There are also a few metal-poor stars ([Fe/H] <  −1.5) that ULySS has confused for a different evolutionary state, which also have a large logg discrepancy. Two of these are horizontal branch stars that we place on the main sequence (HD 074721, for which the Teff is also discrepant by 10%) or on the giant branch (HD 184266). Then there is a post-AGB star that is placed on the horizontal branch (HD 116745). We carefully checked that our solutions were not trapped in a local minimum, and we suppose that the interpolator simply fails to reproduce these stars because they are not represented in the reference libraries.

Additionally, there are three observations (of two stars) that do not seem to have an obvious reason to be discrepant with the literature in [Fe/H]. The first star, HD 184571, has a good fit in ULySS; the two arms give consistent solutions, but there are only low resolution spectroscopic [Fe/H] values available in the literature with a spread of 0.19. Therefore it is not clear whether our measurements or the literature measurements are better. The second star is CL* NGC 330 ROB A3 in the globular cluster NGC 330 in the Small Magellanic Cloud, which has two XSL observations. The Teff and logg for this star are also discrepant with the literature, but the fits are very good and consistent with each other between the two observations. There may be a possibility that we are comparing this star to the wrong literature star in the cluster. Finally, there are five stars for which the dispersion of [Fe/H] from different literature studies is ≥0.20 and a good comparison cannot be made.

4.6.2. ΔTeff > 10%

There are 20 observations with a Teff difference larger than 10%. Three stars are cool supergiants in the Magellanic Clouds with literature Teff <  3600 K: [M2002] LMC 150040, [M2002] LMC 158646, and [M2002] SMC 52334. Each of these stars has a high Teff dispersion in the literature (200–350 K), and each of the literature Teff values comes from comparing intermediate resolution spectroscopy to synthetic spectra; this kind of comparison is subject to many uncertainties (e.g. Davies et al. 2013). Another cool star, the red supergiant HD 050877 with literature Teff = 3550 K, has multiple high resolution spectroscopic measurements, however their dispersion is 500 K.

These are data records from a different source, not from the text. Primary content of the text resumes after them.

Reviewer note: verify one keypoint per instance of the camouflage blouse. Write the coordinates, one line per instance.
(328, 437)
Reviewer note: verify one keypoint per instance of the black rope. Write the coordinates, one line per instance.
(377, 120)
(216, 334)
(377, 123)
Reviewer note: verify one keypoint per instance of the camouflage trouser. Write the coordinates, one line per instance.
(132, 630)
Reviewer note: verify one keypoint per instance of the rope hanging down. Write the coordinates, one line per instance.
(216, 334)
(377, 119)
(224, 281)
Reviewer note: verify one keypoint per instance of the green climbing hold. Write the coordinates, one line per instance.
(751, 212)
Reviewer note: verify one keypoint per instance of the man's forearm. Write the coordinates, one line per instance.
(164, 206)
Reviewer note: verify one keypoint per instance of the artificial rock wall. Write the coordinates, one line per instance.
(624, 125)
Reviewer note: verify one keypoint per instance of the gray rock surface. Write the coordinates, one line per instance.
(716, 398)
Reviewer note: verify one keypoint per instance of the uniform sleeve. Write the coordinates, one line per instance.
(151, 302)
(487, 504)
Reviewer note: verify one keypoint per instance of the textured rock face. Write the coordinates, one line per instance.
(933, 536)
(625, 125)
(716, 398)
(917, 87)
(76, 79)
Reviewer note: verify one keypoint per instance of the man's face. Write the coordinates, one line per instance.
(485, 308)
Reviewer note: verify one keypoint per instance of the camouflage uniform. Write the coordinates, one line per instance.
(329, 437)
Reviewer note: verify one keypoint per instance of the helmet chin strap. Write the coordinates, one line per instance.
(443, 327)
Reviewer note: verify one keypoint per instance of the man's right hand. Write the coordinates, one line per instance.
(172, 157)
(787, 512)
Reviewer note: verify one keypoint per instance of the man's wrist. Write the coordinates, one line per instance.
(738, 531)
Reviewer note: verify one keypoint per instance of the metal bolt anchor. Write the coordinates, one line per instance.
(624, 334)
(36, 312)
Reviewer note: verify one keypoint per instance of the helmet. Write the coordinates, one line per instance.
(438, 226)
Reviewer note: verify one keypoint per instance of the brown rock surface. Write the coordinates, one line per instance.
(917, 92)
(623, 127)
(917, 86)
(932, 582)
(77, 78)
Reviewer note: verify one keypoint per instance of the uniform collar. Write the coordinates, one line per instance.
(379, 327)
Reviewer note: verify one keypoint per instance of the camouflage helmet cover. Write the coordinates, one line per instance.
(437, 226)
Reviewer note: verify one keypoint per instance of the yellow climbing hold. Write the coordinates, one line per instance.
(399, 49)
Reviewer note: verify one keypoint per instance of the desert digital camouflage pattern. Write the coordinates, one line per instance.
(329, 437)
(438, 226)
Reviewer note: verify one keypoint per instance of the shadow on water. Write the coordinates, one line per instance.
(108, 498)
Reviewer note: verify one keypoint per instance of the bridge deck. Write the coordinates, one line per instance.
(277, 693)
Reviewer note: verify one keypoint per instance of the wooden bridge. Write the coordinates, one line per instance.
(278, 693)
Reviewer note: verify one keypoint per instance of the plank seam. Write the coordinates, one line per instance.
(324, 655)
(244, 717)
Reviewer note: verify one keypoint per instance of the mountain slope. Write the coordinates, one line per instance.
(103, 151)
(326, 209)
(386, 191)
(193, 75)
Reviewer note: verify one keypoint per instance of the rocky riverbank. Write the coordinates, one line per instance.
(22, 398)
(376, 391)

Then there is the warmer giant star HD 058790 (literature Teff 5275 K) which is well fitted, consistent between the UVB and VIS, and there is no reason to believe its fitted parameters are wrong. The fitted Teff is 600 K cooler than the literature value, which is an average of two papers from 1989 and 1999 by the same group (Luck & Bond 1989; Luck & Lambert 1992). The fitted logg is also 0.7 lower than the literature. The spectrum of this star and its fit are very comparable to other XSL stars in this parameter region, therefore we assume our measurement is better.

The spectrum of the F giant HD 161770 is well fitted, but it disagrees with the literature Teff by 600 K. The literature Teff includes seven photometric measurements that are all relatively consistent with each other, and one spectroscopic measurement from Bensby et al. (2014) which is higher. Remarkably, our determined temperature agrees relatively well with that from that spectroscopic work.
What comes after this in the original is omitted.